Now, the point here is that the answer won’t always be: "through a test"! Multiple-choice tests, for instance, are all very impressive and professional-looking, but they will never give us a complete picture of someone’s complex set of skills. The trick is to select those particular sources of information and evaluation methods that give us the information we need. And not something else completely. And not a jumble of a lot of factors that we cannot untangle. And not a lot of irrelevant information just because it was easy to measure it.

What we do with our test must always be appropriate to our purpose, and do just what we need it to do rather than become a burden on candidates. We shouldn't test for testing's sake - we should test because there's information without which we can't make that important decision.

It cuts both ways

But let’s not forget that testing and teaching both have an impact on each other. Tests should reflect prevailing teaching practices (otherwise they are not measuring what candidates have learnt and how they have learnt it), as well as they should have a positive effect on the teaching process – a positive "washback”. (I will blog more on washback later - being a hobby-horse of mine, it would soon become a considerable diversion here.)

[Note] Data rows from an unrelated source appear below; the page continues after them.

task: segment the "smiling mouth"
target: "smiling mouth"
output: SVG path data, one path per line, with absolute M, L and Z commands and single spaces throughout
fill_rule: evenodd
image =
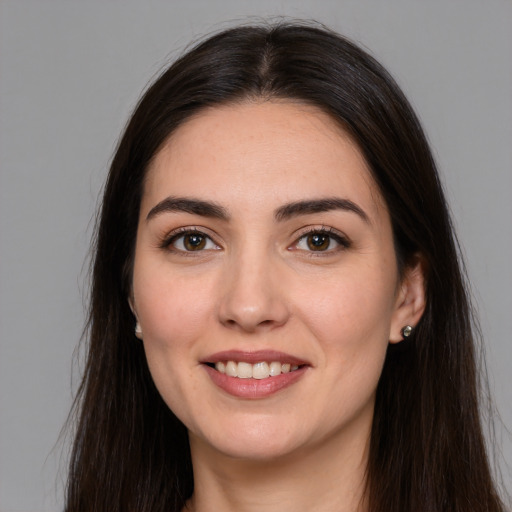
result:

The importance of using yardsticks

Obviously, our responsibility doesn’t only extend to what measurement tools we use, but also to how well we use them. Which is why following accepted standards (like the far-from-perfect but nonetheless essential Common European Framework of Reference, CEFR) and, within their internationally transparent framework, establishing our own standards is so vital. To quote Alderson et al. (1995), we need „an agreed set of guidelines which should be consulted, and as far as possible, heeded in the construction and evaluation of a test”.

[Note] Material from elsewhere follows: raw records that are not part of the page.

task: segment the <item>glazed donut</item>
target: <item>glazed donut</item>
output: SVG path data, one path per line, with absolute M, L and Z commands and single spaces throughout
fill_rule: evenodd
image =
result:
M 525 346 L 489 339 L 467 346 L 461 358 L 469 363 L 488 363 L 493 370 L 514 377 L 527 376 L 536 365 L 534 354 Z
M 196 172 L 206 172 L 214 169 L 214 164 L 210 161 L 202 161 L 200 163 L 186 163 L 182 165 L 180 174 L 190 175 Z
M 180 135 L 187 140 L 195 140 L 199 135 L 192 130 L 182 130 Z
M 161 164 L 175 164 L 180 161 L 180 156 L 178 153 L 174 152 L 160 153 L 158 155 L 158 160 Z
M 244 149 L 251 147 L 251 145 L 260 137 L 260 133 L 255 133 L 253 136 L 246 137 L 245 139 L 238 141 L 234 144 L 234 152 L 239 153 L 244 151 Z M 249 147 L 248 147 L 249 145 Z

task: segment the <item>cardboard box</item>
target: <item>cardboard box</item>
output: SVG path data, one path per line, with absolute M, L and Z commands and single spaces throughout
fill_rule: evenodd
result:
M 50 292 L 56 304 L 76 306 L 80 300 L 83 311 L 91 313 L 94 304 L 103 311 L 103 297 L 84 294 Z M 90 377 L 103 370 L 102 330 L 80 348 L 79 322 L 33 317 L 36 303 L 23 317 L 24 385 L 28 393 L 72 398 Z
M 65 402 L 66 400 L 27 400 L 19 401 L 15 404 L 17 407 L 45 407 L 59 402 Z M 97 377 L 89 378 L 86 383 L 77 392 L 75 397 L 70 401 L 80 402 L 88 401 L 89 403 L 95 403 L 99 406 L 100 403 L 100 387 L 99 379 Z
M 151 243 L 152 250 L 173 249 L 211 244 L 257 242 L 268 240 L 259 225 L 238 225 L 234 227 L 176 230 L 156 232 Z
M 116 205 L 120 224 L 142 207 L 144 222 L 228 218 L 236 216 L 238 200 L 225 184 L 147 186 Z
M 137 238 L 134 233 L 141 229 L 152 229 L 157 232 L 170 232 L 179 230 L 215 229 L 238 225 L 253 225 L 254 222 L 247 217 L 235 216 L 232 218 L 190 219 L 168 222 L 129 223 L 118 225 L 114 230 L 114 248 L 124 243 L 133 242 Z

(In case you want to find out what I meant in my comment above, see my presentation from TEAM 2014 on Slideshare at:

The long road to perfection

Test development is a long, time-consuming process. I’m not suggesting here that, for a ten-minute flash test you must go through all the stages of test planning and writing – simply that you don’t forget about what goes into the development of a good test and take some time to consider all the key factors. The principles are still the same, no matter how big or small your test is.

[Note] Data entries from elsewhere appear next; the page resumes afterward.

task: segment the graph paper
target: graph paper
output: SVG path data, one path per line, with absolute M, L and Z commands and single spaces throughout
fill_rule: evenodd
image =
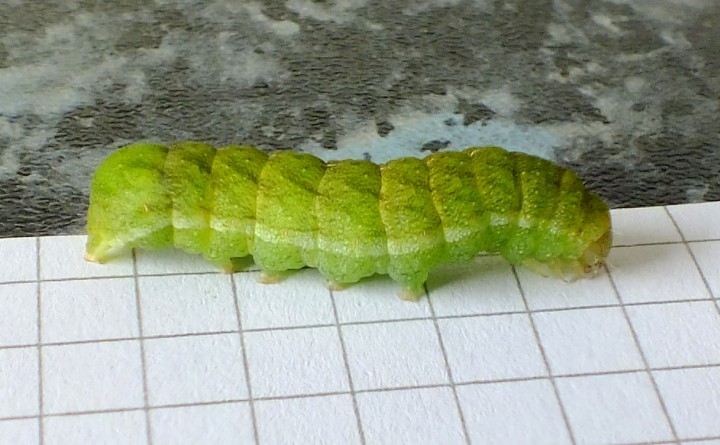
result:
M 720 444 L 720 203 L 613 211 L 564 283 L 480 256 L 418 303 L 0 240 L 0 444 Z

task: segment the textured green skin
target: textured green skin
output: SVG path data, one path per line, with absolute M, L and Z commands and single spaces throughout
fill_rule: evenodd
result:
M 86 257 L 174 245 L 226 270 L 248 255 L 270 276 L 315 267 L 336 286 L 389 274 L 413 297 L 432 268 L 479 252 L 582 275 L 607 255 L 610 230 L 608 207 L 574 173 L 499 147 L 376 165 L 133 144 L 95 173 Z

Test development doesn’t finish when the first complete test is finally written. It’s a cyclical, on-going process, which – I’m sorry to say – never actually ends.

The key to developing good, reliable, valid and practical test is never to rest on your laurels. Plan them well, write them with due care and attention, use them wisely – but never forget to look back on the testing experience, to analyse your data and use them to make improvements to your test before it is used again. In order to find out what needs improving, we must learn the art of feedback - which will, again, be the subject of a future post on this blog. (For those who attended our training, a gentle reminder: remember "sandwich".)

Test development is an ever-rising spiral, with our tests becoming better and better as we go on. Perfection may be far off yet, but that doesn’t mean we shouldn’t be travelling towards it all the time.

1 comment:

  1. Disturbingly enough, all (except one) of the universities that participated in the 2014 training in Kayseri, including our hosts, were closed down by the Turkish government in 2016. :-(